Ах, плачете? И заодно нежитесь под этим ласковом солнышком, не так ли? Лучше бы вы заняли место нашей дочери, уважаемый! Вы испоганили свою жизнь, а она… Да и то, не слишком ли много чести! Как подумаешь — дожить до тридцати девяти лет и годиться лишь на то, чтобы копаться в изысках поэтов-декадентов! Какой позор, месье Кальме! Вы еще колеблетесь? Ну что ж, взгляните на нашу дочь последний раз, а теперь закроем гроб, сбросим его в яму и пойдем выпьем стаканчик на ферме наших стариков. А к вину подадут еще булочки и пирожные. Как раз годится, чтобы подсластить вашу трусость, верно, месье Кальме, господин ученый преподаватель латыни в нашей гимназии?!
Жан Кальме рассматривал фотографии, сделанные на похоронах, и, превозмогая себя, слушал рассказ своих учеников.
Вот и все. Кончено. Одноклассники часто вспоминают об умершей подруге. Жан Кальме видится с Кошечкой почти каждый день. Нередко кто-нибудь из учеников приносит ему сочиненные стихи или песню, с неизменным посвящением, которое вновь обжигает его стыдом и скорбью — «Памяти Изабель».
Липы уже оделись листвой, и ее аромат напоминает о близости лета.
* * *
Однажды, погожим апрельским деньком, Жан Кальме встретил на берегу озера кота и пошел за ним следом. Кот наговорил ему множество разных вещей:
— Ты ничего не понял, Жан Кальме. Ты просто болван, жалкий тип, ты катишься по наклонной плоскости. Я тебя очень люблю, Жан Кальме, у тебя полно всяких достоинств, но отчего ты непрерывно творишь глупости?
Жан Кальме спокойно шел за хвостатым оракулом, слушая его крайне внимательно.
— Вот посмотри на меня, — продолжал кот. — Разве я терзаюсь так, как ты? Разве меня мучат угрызения совести или печаль?
— У тебя нет отца, — отвечал Жан Кальме, споткнувшись о белый камень на дорожке.
— Скажешь тоже! — фыркнул кот и поднял к безоблачному небу черный хвост, обнажив розовый анус.
Жану Кальме было хорошо. Справа, вдоль узкой тропинки, тянулись зеленые изгороди и нагретые солнцем стены, слева лежало озеро, уже начинавшее краснеть перед закатом.

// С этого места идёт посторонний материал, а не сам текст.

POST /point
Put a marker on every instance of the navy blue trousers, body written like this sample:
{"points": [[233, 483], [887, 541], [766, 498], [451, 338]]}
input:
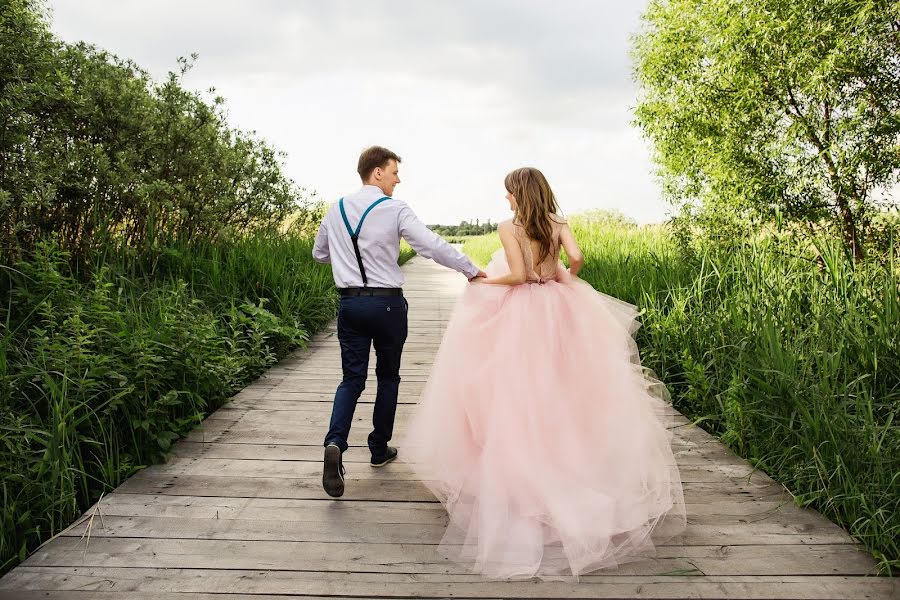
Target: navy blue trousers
{"points": [[362, 322]]}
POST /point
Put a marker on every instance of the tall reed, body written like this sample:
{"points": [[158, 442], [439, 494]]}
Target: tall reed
{"points": [[794, 364]]}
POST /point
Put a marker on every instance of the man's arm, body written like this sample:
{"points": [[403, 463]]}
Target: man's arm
{"points": [[320, 248], [430, 245]]}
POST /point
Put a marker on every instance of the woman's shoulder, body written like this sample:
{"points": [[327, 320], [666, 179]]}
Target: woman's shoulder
{"points": [[558, 219]]}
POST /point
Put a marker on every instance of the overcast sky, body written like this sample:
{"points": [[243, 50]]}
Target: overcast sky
{"points": [[463, 90]]}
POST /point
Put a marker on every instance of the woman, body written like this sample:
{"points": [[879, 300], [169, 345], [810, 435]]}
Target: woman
{"points": [[538, 430]]}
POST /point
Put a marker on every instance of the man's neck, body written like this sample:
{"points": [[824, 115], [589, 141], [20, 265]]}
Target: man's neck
{"points": [[376, 186]]}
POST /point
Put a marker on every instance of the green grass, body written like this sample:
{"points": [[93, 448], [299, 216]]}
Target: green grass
{"points": [[795, 367]]}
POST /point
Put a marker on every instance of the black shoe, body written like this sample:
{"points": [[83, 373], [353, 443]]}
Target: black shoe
{"points": [[333, 473], [382, 459]]}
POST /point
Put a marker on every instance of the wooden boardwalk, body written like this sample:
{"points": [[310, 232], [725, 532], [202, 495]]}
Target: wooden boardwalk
{"points": [[239, 511]]}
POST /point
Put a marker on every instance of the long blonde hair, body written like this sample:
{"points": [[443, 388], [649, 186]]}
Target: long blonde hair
{"points": [[535, 205]]}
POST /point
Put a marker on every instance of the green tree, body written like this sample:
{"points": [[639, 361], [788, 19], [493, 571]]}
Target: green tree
{"points": [[92, 150], [787, 107]]}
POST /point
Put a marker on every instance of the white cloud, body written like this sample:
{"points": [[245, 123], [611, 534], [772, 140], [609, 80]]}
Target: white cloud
{"points": [[463, 90]]}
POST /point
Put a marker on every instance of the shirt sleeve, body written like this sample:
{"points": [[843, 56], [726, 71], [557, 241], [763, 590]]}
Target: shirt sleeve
{"points": [[320, 248], [430, 245]]}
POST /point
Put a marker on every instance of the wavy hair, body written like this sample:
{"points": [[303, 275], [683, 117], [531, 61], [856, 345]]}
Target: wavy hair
{"points": [[535, 205]]}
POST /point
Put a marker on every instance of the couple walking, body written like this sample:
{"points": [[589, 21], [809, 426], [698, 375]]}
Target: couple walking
{"points": [[538, 430]]}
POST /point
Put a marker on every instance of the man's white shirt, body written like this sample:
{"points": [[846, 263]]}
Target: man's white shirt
{"points": [[379, 241]]}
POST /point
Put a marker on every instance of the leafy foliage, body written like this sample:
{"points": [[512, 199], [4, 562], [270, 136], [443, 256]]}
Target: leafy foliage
{"points": [[774, 108]]}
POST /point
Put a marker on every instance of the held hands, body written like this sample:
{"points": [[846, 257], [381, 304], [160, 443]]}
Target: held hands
{"points": [[478, 277]]}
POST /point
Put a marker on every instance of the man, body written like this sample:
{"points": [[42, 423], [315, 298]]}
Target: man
{"points": [[360, 237]]}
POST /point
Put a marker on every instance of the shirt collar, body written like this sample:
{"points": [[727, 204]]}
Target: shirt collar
{"points": [[374, 189]]}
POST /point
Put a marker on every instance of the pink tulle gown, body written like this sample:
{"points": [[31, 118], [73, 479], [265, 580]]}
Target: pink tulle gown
{"points": [[540, 432]]}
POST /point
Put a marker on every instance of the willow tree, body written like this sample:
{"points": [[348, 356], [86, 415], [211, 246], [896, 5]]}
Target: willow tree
{"points": [[774, 106]]}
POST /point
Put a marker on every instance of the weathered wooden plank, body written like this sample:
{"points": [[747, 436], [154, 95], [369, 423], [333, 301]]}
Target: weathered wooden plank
{"points": [[395, 585], [246, 513], [400, 471], [350, 528], [838, 559], [308, 509], [695, 454]]}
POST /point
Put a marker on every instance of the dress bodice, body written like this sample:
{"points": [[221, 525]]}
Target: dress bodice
{"points": [[546, 270]]}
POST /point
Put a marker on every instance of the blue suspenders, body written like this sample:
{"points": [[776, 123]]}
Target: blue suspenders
{"points": [[354, 234]]}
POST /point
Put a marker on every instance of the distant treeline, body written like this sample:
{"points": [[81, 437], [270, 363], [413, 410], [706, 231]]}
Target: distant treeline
{"points": [[465, 228]]}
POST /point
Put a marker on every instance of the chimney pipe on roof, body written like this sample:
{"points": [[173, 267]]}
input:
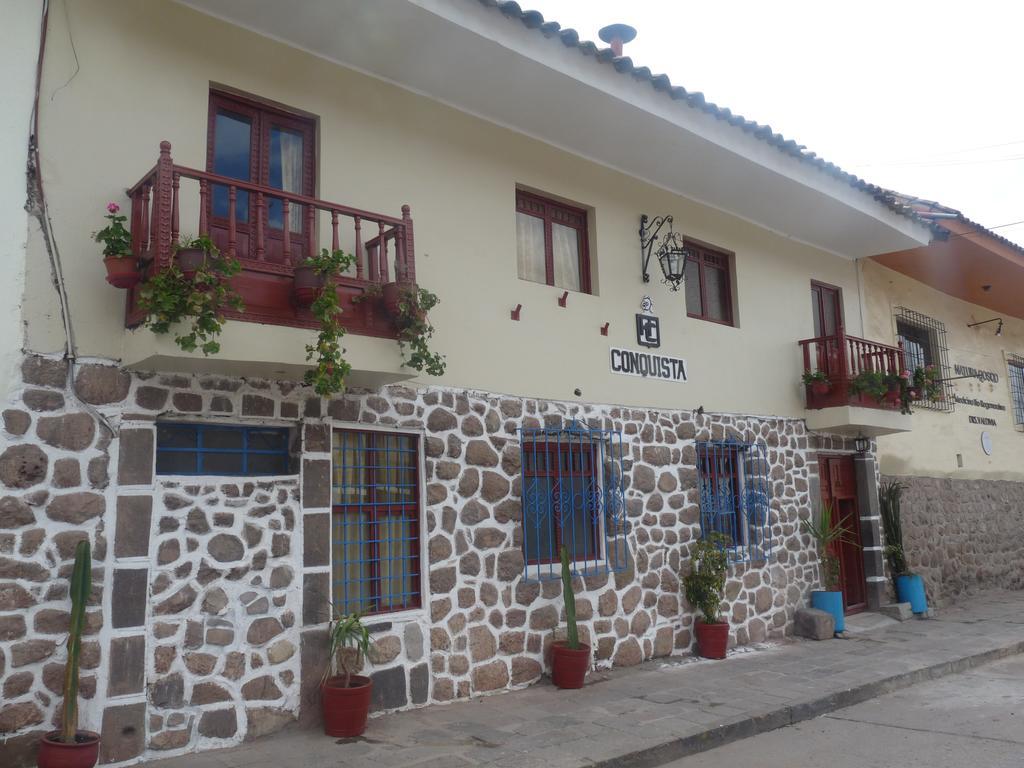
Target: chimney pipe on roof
{"points": [[616, 35]]}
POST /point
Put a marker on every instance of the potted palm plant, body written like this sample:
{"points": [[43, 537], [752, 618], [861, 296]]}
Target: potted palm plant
{"points": [[569, 657], [344, 696], [69, 747], [704, 586], [909, 586], [121, 263], [827, 531]]}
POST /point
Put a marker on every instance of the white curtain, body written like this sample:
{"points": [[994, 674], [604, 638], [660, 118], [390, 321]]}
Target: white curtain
{"points": [[565, 249], [291, 172], [529, 247]]}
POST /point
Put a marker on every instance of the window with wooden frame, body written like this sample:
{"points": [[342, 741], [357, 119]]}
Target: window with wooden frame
{"points": [[375, 538], [264, 145], [551, 243], [709, 284]]}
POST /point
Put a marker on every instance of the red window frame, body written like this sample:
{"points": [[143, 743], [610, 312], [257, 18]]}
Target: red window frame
{"points": [[378, 510], [553, 212], [708, 258], [561, 471]]}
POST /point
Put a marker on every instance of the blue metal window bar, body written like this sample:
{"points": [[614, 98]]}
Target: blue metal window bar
{"points": [[735, 497], [225, 451], [572, 496], [375, 522], [1016, 366]]}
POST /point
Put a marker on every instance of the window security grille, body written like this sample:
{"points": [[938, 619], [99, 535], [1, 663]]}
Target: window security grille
{"points": [[1016, 366], [222, 451], [375, 536], [924, 342], [735, 497], [572, 496]]}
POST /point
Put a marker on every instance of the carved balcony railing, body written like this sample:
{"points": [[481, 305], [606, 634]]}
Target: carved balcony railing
{"points": [[270, 231], [842, 358]]}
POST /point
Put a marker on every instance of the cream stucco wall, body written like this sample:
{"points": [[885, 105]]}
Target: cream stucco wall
{"points": [[937, 437], [17, 62], [145, 73]]}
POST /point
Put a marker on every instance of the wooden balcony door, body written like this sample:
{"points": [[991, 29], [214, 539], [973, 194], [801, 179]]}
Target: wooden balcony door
{"points": [[262, 145], [839, 487]]}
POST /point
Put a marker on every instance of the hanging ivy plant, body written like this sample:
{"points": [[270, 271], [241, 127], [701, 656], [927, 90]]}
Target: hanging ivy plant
{"points": [[415, 331], [330, 368], [169, 298]]}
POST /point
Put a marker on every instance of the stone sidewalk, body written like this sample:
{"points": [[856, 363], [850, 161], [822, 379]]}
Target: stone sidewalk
{"points": [[648, 715]]}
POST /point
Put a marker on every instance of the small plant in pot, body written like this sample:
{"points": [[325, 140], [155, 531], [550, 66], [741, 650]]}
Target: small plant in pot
{"points": [[344, 696], [909, 586], [121, 263], [569, 657], [71, 748], [705, 586], [818, 382], [827, 531]]}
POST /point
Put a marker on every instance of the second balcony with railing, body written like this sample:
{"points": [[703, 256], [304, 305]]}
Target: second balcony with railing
{"points": [[271, 231]]}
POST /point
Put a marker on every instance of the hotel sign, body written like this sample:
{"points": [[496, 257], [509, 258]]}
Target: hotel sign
{"points": [[648, 365]]}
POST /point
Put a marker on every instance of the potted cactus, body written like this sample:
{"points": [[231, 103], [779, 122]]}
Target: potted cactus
{"points": [[704, 586], [344, 696], [569, 657], [71, 748]]}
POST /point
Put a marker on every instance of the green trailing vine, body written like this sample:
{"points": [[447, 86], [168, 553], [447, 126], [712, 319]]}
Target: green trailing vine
{"points": [[169, 298], [415, 331], [330, 368]]}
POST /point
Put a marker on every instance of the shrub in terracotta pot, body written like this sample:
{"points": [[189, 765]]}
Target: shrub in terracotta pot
{"points": [[344, 696], [705, 586], [71, 748], [121, 263], [569, 657]]}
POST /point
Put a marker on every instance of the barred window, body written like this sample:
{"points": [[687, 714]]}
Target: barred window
{"points": [[572, 497], [1016, 366], [376, 522], [735, 498]]}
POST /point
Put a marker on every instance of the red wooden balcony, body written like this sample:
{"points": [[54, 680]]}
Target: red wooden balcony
{"points": [[269, 231], [842, 358]]}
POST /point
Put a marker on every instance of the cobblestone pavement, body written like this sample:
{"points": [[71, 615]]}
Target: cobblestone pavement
{"points": [[658, 712]]}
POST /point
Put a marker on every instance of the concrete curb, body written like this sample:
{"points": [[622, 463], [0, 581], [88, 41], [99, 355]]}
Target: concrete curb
{"points": [[752, 726]]}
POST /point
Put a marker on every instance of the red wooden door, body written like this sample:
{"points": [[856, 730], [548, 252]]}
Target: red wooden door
{"points": [[839, 487]]}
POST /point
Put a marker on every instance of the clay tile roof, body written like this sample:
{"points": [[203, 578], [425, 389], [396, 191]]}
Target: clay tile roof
{"points": [[624, 65]]}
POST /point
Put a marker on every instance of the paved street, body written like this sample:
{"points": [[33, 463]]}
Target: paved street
{"points": [[650, 715], [972, 719]]}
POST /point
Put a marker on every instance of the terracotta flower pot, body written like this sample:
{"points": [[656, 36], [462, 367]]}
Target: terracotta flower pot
{"points": [[568, 668], [345, 710], [713, 639], [307, 285], [122, 271], [189, 260], [82, 754]]}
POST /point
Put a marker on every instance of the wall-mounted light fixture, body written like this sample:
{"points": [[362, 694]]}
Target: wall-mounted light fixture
{"points": [[998, 328], [671, 253]]}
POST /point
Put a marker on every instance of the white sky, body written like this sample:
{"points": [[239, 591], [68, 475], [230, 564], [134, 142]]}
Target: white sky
{"points": [[923, 97]]}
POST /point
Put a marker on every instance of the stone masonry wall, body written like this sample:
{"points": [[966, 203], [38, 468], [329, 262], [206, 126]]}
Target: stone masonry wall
{"points": [[212, 594], [963, 535]]}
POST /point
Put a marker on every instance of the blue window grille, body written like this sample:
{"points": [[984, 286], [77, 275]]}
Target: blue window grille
{"points": [[375, 537], [735, 497], [572, 497], [1016, 367], [228, 451]]}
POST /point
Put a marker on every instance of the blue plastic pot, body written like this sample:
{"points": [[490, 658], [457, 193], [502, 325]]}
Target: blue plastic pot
{"points": [[832, 602], [910, 589]]}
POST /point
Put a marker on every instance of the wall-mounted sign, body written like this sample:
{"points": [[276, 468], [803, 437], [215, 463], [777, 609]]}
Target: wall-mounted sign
{"points": [[648, 331], [977, 374], [647, 365]]}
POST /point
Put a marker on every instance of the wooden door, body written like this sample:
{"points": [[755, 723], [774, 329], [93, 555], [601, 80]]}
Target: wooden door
{"points": [[839, 487]]}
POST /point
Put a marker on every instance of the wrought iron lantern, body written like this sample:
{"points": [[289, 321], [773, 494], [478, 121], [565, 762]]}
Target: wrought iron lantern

— Какая красота! — сказал кот. — Спеши порадовать свой взор, свои чувства, свою душу, Жан Кальме! В один прекрасный день наступит конец и ты уже не сможешь тешиться радостями живых. Видишь тот белый кораблик, бегущий к Эвиану? Полюбуйся же этой блестящей точкой на изумрудно-красных волнах! Видишь ли ты Савойю, ее голубые и сиреневые вершины, где звенят бурные каскады и камни с гулким стуком летят в пропасть? А эти туманы, ползущие с берегов Роны? А болота, полные лягушачьей икры и юрких ужей в глубине сонных вод, куда не проникают багровые лучи заката? Помнишь ли ястребов, парящих над горными хребтами?
— А ты, кот, — спросил в свою очередь Жан Кальме, — помнишь ли ты своего отца?
Он тотчас пожалел о своем вопросе, ибо кот повернулся и взглянул на него с насмешкой.
Однако они продолжили свой путь. С минуту оба молчали. Солнце, яркое, как апельсин, висело над озером, играющим золотыми блестками.
Кот первым нарушил молчание:
— Жан Кальме!
— Я здесь, — откликнулся Жан Кальме.
— Думал ли ты уже о смерти, Жан Кальме? Постой, не отвечай. Я говорю с тобой не о смерти других людей. И не о том, как отзывается она в твоей душе. И не о твоих драгоценных кладбищах. Я говорю о твоей собственной смерти, Жан Кальме. Размышлял ли ты когда-нибудь о твоем небытии?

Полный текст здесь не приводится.